A paciente não chegou a ser operada na unidade por falta de estrutura e materiais para fazer o procedimento, segundo os médicos plantonistas relataram em um boletim de ocorrência registrado pela Polícia Militar (PM).

 

O caso

 

Conforme as informações do boletim, a paciente veio do Distrito de Nova Dimensão, situado na zona rural de Nova Mamoré (RO), município vizinho distante a 40 quilômetros.

 

A moça teve duas perfurações no tórax e uma no braço direito e acabou não resistindo aos ferimentos.A PM foi chamada pela equipe de médicos plantonistas, que informaram a morte da paciente alegando que a cirurgia não foi feita por falta de equipamentos e materiais como o raio-x, bolsas de sangue e Unidade de Terapia Intensiva (UTI).

 

Ainda conforme o boletim, os profissionais alegaram que o fato foi comunicado a Secretaria Municipal de Saúde (Semsau), mas o órgão não deu nenhum retorno à equipe.

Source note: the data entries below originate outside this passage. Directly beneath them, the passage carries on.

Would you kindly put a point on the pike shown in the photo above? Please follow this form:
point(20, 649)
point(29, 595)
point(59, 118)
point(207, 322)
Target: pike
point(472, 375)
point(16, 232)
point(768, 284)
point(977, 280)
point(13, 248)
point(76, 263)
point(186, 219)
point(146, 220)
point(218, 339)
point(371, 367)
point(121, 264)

De acordo com a Polícia Civil o caso está sendo investigado.

 

Posicionamento da Semsau

 

O jornal entrou em contato por telefone com o vice-prefeito e atual secretário municipal de saúde, Davino Serrath (PMN) na manhã deste sábado (7) para saber qual o posicionamento da Semsau em relação ao caso.

 

Segundo ele, a paciente já chegou em estado grave e não tinha resistência para suportar uma viagem até a capital, ela acabou morrendo 20 minutos após dar entrada no pronto socorro.

 

“Estive lá o tempo todo à disposição, mas a paciente não tinha condições de suportar a viagem. A falta de materiais alegada no boletim seria a falta de estrutura para fazer procedimentos de alta complexidade, como esse caso da moça, mas realmente o Perpétuo Socorro não possui UTI e nem tomografia. O certo seria estabilizar a paciente e mandar para a capital, mas não deu tempo, não tinha como porque ela já chegou apagada”, explicou Davino.